This paper demonstrates the potential for autonomous cyber defence to be applied on industrial control systems and provides a baseline environment to further explore Multi-Agent Reinforcement Learning's (MARL) application to this problem domain. It introduces a simulation environment, IPMSRL, of a generic Integrated Platform Management System (IPMS) and explores the use of MARL for autonomous cyber defence decision-making on generic maritime based IPMS Operational Technology (OT). OT cyber defensive actions are less mature than they are for Enterprise IT. This is due to the relatively brittle nature of OT infrastructure originating from the use of legacy systems, design-time engineering assumptions, and lack of full-scale modern security controls. There are many obstacles to be tackled across the cyber landscape due to continually increasing cyber-attack sophistication and the limitations of traditional IT-centric cyber defence solutions. Traditional IT controls are rarely deployed on OT infrastructure, and where they are, some threats aren't fully addressed. In our experiments, a shared critic implementation of Multi Agent Proximal Policy Optimisation (MAPPO) outperformed Independent Proximal Policy Optimisation (IPPO). MAPPO reached an optimal policy (episode outcome mean of 1) after 800K timesteps, whereas IPPO was only able to reach an episode outcome mean of 0.966 after one million timesteps. Hyperparameter tuning greatly improved training performance. Across one million timesteps the tuned hyperparameters reached an optimal policy whereas the default hyperparameters only managed to win sporadically, with most simulations resulting in a draw. We tested a real-world constraint, attack detection alert success, and found that when alert success probability is reduced to 0.75 or 0.9, the MARL defenders were still able to win in over 97.5% or 99.5% of episodes, respectively.

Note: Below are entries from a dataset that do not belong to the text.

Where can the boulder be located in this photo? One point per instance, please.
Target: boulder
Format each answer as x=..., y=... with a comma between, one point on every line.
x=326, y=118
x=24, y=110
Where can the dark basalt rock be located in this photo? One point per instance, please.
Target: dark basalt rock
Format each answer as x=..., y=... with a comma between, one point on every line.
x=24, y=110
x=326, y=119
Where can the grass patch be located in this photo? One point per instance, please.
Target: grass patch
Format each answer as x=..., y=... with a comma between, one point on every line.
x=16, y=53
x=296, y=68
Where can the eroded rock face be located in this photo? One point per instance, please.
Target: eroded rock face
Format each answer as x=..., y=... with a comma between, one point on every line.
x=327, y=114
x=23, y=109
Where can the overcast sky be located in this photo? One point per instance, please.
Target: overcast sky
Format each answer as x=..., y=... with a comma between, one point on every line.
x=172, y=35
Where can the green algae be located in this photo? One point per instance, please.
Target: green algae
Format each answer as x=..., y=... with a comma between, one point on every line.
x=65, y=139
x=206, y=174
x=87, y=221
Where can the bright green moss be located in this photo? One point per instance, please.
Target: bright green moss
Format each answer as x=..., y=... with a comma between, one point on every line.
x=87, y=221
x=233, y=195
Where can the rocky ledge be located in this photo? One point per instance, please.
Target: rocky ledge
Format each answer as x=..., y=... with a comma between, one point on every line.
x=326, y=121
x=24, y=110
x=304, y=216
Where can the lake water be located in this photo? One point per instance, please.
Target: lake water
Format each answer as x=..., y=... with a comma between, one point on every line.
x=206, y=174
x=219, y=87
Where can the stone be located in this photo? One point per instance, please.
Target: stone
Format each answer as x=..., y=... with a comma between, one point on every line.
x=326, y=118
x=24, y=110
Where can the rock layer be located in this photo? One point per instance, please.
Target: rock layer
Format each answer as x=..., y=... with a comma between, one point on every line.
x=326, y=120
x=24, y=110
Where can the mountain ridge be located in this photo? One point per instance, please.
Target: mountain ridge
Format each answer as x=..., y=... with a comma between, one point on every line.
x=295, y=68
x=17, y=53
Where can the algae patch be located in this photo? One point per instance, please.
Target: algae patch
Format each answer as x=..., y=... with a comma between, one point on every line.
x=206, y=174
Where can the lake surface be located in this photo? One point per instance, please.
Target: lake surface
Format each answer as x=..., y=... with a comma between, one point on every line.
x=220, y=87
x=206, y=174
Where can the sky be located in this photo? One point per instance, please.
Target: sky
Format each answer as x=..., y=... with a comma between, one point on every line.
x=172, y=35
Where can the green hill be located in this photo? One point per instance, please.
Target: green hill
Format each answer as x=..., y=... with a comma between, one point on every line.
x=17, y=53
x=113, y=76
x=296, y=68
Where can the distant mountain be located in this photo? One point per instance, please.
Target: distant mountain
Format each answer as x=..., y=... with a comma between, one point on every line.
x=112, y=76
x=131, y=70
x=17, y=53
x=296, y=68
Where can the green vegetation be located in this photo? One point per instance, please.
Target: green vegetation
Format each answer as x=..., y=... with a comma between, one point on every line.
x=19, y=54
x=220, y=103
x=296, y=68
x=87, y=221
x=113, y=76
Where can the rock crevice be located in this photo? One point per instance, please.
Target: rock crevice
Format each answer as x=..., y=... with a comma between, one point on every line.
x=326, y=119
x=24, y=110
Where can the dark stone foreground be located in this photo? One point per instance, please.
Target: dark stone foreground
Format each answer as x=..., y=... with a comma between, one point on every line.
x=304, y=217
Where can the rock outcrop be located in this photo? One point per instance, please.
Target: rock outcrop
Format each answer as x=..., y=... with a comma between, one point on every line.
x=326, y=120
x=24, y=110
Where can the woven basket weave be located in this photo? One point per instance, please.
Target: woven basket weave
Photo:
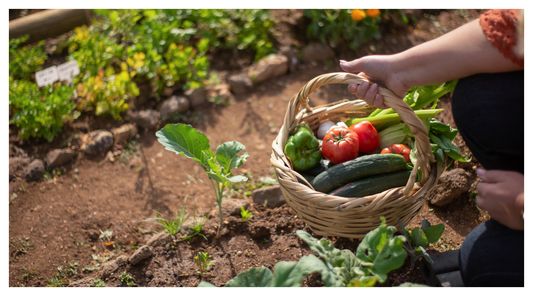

翻译：本文验证了自主网络防御在工业控制系统中应用的潜力，并提供了一个基线环境以进一步探索多智能体强化学习在该问题领域的应用。我们构建了一个通用集成平台管理系统的仿真环境IPMSRL，研究了基于多智能体强化学习在典型海上IPMS运营技术中进行自主网络防御决策的方法。相较于企业信息技术领域，运营技术领域的网络防御行动成熟度较低，这是由于运营技术基础设施相对脆弱——其源于对遗留系统的依赖、设计阶段的工程假设以及缺乏全面的现代安全控制措施。面对日益复杂的网络攻击手段和传统IT中心化防御方案的局限性，网络空间仍存在诸多待解决的障碍。传统IT控制措施很少部署在运营技术基础设施上，即便部署也未能完全应对某些威胁。实验中，采用共享评判器的多智能体近端策略优化算法优于独立近端策略优化算法：MAPPO在800K时间步后达到最优策略（回合结果均值为1），而IPPO在百万时间步后仅能达到0.966的回合结果均值。通过超参数调优显著提升了训练性能：在百万时间步内，调优后的超参数实现了最优策略，而默认超参数仅能间歇性获胜，大多数仿真以平局告终。我们测试了实际约束条件——攻击检测警报成功率，发现当警报成功概率降至0.75或0.9时，MARL防御者仍能分别在超过97.5%或99.5%的回合中获胜。